Significant individual change is conceptually different from group-level estimates of the minimally important change (MIC) for patient-reported outcome measures. Classifying individuals as changed using MIC estimates is inappropriate and results in overly optimistic estimates of responders to treatment [2]. However, concerns about the seemingly large amount of individual change needed to be significant at p < 0.05 have been raised [23, 24]. Lower levels of confidence may be appropriate to monitor short-term change when a trend is expected to continue over time [25]. Donaldson [23] suggested that a less stringent confidence interval than 95% could be used to classify people as likely having changed or staying the same on a patient-reported outcome measure. Doing this results in a smaller CR and a test of significance that is more sensitive but less specific to perceived change by patients. In this study CR1 was smaller than CR2 (Table 3). Sensitivity to retrospectively reported improvement in low back pain (a little better, moderately better, much better, or completely gone) was higher and specificity lower for CR1 than CR2. For example, with the physical function scale the sensitivity of CR1 to retrospective reports of improvement was 46% compared to 29% for CR2 but the specificity of CR1 to reported improvement was 85% versus 98% for CR2.

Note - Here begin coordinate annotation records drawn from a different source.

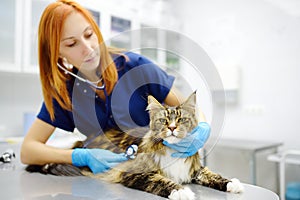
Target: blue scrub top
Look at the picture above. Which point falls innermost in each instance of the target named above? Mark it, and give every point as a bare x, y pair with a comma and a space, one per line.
124, 108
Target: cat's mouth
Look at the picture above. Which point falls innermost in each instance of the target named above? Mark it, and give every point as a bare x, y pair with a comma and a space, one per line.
172, 137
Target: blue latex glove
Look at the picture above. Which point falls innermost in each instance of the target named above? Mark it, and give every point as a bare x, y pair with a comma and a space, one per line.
98, 160
190, 145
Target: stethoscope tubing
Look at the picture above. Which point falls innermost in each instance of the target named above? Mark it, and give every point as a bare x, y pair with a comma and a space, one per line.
102, 87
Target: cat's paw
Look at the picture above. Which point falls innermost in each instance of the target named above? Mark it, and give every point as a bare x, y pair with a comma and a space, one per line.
235, 186
182, 194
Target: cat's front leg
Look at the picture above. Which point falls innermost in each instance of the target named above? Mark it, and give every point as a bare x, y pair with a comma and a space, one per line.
157, 184
210, 179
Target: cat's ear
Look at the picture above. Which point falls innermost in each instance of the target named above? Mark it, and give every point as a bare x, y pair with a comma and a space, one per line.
153, 104
190, 102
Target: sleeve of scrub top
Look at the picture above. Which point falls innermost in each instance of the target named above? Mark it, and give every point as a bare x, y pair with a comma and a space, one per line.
160, 82
63, 119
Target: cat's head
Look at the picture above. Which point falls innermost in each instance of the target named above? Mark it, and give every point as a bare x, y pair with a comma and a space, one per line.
172, 123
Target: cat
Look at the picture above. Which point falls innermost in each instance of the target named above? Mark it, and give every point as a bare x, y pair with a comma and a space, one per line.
154, 170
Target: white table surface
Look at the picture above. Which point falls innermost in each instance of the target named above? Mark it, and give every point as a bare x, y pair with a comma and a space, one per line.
15, 183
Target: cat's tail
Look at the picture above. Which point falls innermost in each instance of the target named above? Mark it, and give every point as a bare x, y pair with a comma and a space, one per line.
55, 169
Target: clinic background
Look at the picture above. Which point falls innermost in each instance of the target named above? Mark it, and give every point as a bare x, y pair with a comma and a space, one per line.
257, 41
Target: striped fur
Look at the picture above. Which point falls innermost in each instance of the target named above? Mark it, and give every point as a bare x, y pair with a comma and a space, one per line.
154, 170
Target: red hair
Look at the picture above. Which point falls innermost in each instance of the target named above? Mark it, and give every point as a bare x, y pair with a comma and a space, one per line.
54, 80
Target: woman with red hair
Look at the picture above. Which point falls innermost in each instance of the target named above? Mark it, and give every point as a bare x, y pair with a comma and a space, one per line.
88, 86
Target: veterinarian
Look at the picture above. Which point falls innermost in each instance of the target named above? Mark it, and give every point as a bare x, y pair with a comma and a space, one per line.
91, 87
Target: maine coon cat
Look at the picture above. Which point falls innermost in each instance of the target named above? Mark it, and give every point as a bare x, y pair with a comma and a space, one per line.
154, 170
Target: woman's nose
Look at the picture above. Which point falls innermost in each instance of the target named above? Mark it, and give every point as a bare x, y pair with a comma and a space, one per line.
87, 47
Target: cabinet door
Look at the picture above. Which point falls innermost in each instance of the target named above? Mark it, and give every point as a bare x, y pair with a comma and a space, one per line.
10, 35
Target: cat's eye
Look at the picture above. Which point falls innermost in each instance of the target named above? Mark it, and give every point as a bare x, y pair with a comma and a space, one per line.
182, 120
163, 121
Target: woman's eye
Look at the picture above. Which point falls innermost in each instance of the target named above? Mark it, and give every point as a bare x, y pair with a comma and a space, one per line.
71, 45
89, 34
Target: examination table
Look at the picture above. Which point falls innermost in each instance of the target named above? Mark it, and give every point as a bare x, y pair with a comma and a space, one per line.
17, 184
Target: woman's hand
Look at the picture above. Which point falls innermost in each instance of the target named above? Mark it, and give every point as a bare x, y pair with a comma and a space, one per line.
98, 160
190, 145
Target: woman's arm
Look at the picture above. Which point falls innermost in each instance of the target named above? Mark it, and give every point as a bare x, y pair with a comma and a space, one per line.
35, 151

In addition to whether change is statistically significant, where the individual is at follow-up may be important in clinical practice. That is, the focus could be on bringing the patient to the normal range of a clinical parameter. For example, a clinician might focus on whether their therapy takes someone who starts with hypertension to within the normal range. Similarly, for patient-reported outcomes, a clinician might be interested in whether the patient who is clinically depressed at baseline is no longer depressed at follow-up.

Conclusions

We recommend that the sensitivity of results be evaluated for different reliability and SD estimates in research studies evaluating individual change. For assessing whether individuals have changed in clinical practice, we suggest clinicians estimate significant individual change for simple summated scales using CR1 (internal consistency reliability and the SD at baseline). If possible, they should also ask individuals at follow-up if they have changed. Having information about significant individual change on the patient-reported outcome measure and the individual’s perception of whether they have changed, the clinician can classify an individual patient as: 1) improved significantly and perceived they got better (i.e., reported their low back pain was a little better, moderately better, much better, or completely gone), 2) improved significantly but did not perceive they were better (i.e., reported their low back pain was about the same, a little worse, or much worse), 3) did not improve significantly but perceived they got better, and 4) did not improve significantly and did not perceive they were better.